Comment, en tant qu'actrice, avez-vous travaillé ce rôle, ce phrasé de l'époque si particulier ?
On a eu une grosse discussion avec Mathieu (Busson) et toutes les équipes. On a fait énormément de lectures par exemple. Il fallait qu'il y ait une modernité, et en même temps, au début on entend sa voix lire ses écrits, ses vrais textes, ses lettres... J'ai envie de dire qu'en tant qu'actrice on joue sur le fil en permanence.
À la fin du téléfilm, vous dites : "Mesdames, il est temps de rompre vos chaînes". Est-ce que les femmes ont réussi à s'affranchir aujourd'hui ?
Non. On y a cru, à un moment donné, avec la Women's March après la première élection de Donald Trump et cette campagne présidentielle d'une misogynie rare. Il avait dit cette phrase incroyable : "When you're famous, you can grab them by the pussy". Après cette élection, il y avait eu une grande marche aux Etats-Unis, où certains Américains avaient défilé dans la rue pour soutenir les femmes. On s'était dit "c'est dingue, tout est en train de changer". Enfin la libération de la parole des femmes. Et puis, petit à petit, on est reparti en arrière. On nous a sorti des "Ça va, vous êtes calmées, là, c'est bon, on peut recommencer comme avant."

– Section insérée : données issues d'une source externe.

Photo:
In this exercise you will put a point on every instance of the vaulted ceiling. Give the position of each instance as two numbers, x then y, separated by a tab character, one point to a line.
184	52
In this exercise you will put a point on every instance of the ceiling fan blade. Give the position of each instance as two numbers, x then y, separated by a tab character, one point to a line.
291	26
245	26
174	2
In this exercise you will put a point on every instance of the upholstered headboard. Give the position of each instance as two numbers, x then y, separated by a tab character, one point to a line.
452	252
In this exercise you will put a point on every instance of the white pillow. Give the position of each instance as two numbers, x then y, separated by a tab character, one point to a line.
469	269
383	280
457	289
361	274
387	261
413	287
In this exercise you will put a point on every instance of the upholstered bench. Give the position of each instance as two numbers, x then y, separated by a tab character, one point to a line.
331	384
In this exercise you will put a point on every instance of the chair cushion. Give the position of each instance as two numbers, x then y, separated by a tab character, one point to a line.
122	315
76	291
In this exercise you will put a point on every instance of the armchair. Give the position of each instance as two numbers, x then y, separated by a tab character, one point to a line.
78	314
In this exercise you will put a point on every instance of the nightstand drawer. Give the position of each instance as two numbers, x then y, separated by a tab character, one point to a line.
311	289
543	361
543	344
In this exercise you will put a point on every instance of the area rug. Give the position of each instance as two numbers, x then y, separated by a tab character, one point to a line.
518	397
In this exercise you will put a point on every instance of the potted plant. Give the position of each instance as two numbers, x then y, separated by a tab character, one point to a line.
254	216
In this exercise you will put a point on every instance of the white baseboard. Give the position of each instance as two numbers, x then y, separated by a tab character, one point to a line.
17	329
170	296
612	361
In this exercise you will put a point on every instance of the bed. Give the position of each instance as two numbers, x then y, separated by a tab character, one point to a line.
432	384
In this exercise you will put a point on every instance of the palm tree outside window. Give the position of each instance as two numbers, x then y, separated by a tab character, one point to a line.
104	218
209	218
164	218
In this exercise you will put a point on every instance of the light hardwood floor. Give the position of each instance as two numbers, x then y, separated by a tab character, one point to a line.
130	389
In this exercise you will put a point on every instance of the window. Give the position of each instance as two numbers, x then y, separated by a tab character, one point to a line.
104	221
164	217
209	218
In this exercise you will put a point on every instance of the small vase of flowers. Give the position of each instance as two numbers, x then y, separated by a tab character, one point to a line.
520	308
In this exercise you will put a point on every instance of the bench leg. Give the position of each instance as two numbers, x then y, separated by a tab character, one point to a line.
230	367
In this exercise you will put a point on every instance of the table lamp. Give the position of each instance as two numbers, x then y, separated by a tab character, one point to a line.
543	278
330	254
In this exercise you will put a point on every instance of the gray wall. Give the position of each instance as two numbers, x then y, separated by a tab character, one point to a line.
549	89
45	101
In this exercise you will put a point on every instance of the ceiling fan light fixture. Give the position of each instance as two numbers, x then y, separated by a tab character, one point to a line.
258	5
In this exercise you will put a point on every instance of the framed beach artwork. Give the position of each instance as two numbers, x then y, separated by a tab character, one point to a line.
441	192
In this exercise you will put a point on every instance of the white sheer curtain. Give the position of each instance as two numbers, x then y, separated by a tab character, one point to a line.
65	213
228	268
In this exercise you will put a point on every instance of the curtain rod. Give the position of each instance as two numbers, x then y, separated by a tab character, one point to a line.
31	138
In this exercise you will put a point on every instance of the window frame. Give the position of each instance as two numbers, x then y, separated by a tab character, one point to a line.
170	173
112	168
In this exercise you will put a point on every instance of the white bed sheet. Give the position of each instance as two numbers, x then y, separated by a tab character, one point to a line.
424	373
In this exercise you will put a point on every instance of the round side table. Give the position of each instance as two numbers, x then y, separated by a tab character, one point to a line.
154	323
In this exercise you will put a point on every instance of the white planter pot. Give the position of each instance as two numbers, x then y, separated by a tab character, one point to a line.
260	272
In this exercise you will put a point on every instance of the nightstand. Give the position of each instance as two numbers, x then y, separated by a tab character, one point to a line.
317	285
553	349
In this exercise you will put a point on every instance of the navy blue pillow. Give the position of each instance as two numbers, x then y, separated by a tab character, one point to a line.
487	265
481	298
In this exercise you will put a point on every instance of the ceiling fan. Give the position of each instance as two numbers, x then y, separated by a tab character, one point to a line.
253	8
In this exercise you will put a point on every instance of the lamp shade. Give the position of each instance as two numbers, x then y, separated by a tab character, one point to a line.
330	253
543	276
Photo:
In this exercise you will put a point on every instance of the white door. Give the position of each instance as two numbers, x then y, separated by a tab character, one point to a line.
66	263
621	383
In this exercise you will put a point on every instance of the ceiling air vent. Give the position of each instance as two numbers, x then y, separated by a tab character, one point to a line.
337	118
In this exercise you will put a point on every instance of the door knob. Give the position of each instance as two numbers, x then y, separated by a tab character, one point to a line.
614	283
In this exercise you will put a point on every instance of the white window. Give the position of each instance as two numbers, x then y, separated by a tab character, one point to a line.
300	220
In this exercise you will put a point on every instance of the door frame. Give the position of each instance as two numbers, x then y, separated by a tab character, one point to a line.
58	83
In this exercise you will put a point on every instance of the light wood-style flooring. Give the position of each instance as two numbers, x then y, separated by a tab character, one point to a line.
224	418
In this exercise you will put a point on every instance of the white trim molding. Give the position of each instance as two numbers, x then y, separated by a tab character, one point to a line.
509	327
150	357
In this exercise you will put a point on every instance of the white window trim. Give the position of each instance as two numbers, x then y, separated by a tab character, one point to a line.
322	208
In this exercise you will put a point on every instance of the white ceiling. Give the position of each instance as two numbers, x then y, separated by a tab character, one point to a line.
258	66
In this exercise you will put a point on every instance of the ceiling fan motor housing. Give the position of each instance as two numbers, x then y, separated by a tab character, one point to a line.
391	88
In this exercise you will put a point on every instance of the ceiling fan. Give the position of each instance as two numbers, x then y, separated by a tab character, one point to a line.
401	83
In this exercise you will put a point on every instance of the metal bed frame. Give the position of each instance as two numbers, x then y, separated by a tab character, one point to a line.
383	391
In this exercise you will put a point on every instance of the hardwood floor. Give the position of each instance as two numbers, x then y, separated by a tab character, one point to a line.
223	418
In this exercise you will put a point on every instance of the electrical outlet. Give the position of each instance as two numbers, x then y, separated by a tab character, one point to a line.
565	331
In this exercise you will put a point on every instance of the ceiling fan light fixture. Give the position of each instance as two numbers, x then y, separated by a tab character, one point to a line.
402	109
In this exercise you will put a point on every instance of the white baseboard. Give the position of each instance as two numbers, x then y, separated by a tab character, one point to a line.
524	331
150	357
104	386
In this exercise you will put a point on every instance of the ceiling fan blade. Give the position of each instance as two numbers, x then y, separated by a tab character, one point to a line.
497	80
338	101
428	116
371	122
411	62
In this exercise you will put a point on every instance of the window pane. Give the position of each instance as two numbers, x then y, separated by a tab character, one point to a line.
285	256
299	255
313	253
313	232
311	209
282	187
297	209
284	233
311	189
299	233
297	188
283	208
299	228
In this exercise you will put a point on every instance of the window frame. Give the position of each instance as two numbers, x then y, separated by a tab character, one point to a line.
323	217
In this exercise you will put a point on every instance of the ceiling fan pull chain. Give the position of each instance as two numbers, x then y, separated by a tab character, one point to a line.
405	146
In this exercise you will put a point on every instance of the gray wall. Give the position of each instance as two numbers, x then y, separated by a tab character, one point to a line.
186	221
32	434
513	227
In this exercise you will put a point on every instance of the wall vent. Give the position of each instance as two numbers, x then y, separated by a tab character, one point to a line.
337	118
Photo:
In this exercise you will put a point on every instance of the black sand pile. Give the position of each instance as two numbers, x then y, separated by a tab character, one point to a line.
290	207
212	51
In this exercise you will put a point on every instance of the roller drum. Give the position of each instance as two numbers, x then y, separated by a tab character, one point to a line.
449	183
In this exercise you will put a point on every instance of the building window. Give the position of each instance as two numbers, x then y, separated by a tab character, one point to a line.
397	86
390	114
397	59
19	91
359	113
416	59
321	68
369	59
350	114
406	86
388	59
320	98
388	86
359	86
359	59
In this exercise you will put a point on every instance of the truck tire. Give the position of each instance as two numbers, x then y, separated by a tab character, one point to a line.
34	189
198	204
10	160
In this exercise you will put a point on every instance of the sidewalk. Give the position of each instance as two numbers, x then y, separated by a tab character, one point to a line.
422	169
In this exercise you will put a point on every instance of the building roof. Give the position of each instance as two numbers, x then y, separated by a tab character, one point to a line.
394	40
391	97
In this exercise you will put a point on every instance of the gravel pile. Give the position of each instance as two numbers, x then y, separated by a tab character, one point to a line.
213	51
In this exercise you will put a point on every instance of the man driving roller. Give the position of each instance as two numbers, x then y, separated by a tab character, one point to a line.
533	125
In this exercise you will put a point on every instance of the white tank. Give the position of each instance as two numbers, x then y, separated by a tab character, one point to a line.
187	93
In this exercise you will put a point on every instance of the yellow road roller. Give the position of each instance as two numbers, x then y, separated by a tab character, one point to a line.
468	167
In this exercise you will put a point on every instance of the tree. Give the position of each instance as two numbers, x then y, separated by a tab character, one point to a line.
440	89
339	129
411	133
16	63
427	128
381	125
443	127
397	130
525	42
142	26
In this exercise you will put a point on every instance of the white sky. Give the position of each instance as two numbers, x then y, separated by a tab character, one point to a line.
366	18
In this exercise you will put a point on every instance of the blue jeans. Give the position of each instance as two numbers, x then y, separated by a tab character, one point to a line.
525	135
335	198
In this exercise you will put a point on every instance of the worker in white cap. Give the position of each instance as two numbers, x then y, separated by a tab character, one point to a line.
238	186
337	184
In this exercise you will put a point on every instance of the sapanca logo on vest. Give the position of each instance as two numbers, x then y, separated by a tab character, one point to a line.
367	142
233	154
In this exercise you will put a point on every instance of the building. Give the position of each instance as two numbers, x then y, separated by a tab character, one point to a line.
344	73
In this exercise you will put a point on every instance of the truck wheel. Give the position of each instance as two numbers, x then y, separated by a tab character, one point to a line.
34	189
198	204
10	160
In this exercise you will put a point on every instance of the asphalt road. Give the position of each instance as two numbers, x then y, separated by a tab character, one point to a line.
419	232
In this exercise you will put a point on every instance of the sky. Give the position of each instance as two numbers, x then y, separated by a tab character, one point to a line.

Il faut quand même se rendre compte que la moitié de la France, à l'époque de la Révolution Française, n'avait pas voix au chapitre. Et encore aujourd'hui, je pense que sur plein de sujets, c'est compliqué. Mais soyons positifs, les choses bougent. Par exemple sur le football, il y a plus de licences de foot féminin aujourd'hui que de danse féminine. Quand un club s'ouvre, elles y vont. Elles ne vont pas manifester pour avoir le droit d'y jouer, mais quand un club s'ouvre, elles y vont. Ça avance, doucement mais ça avance.
On a assisté durant l'été 2024 aux premiers Jeux Olympiques paritaires, vous vous rendez compte ? Les derniers Jeux olympiques au Brésil, ce n'était pas paritaire. Mais c'était la première fois qu'une athlète osait dire qu'elle avait fait un mauvais score à cause de ses règles. On a parlé des règles. Ça a même fait la couverture de 'Courrier International' et de 'L'Équipe'. Là, on est paritaire. Il y a quand même des avancées. La Coupe du Monde féminine a été diffusée sur France Télévisions et M6 par exemple.
Maintenant, il faut se battre pour que les filles soient payées autant que les garçons. Je parle du football parce que c'est le sport le plus populaire. Et, si on avance sur le foot féminin, on avancera sur les règles, l'endométriose, la ménopause... On a encore beaucoup de boulot. J'espère qu'avec ce téléfilm, on fera prendre conscience de toutes ces problématiques à plein de gens.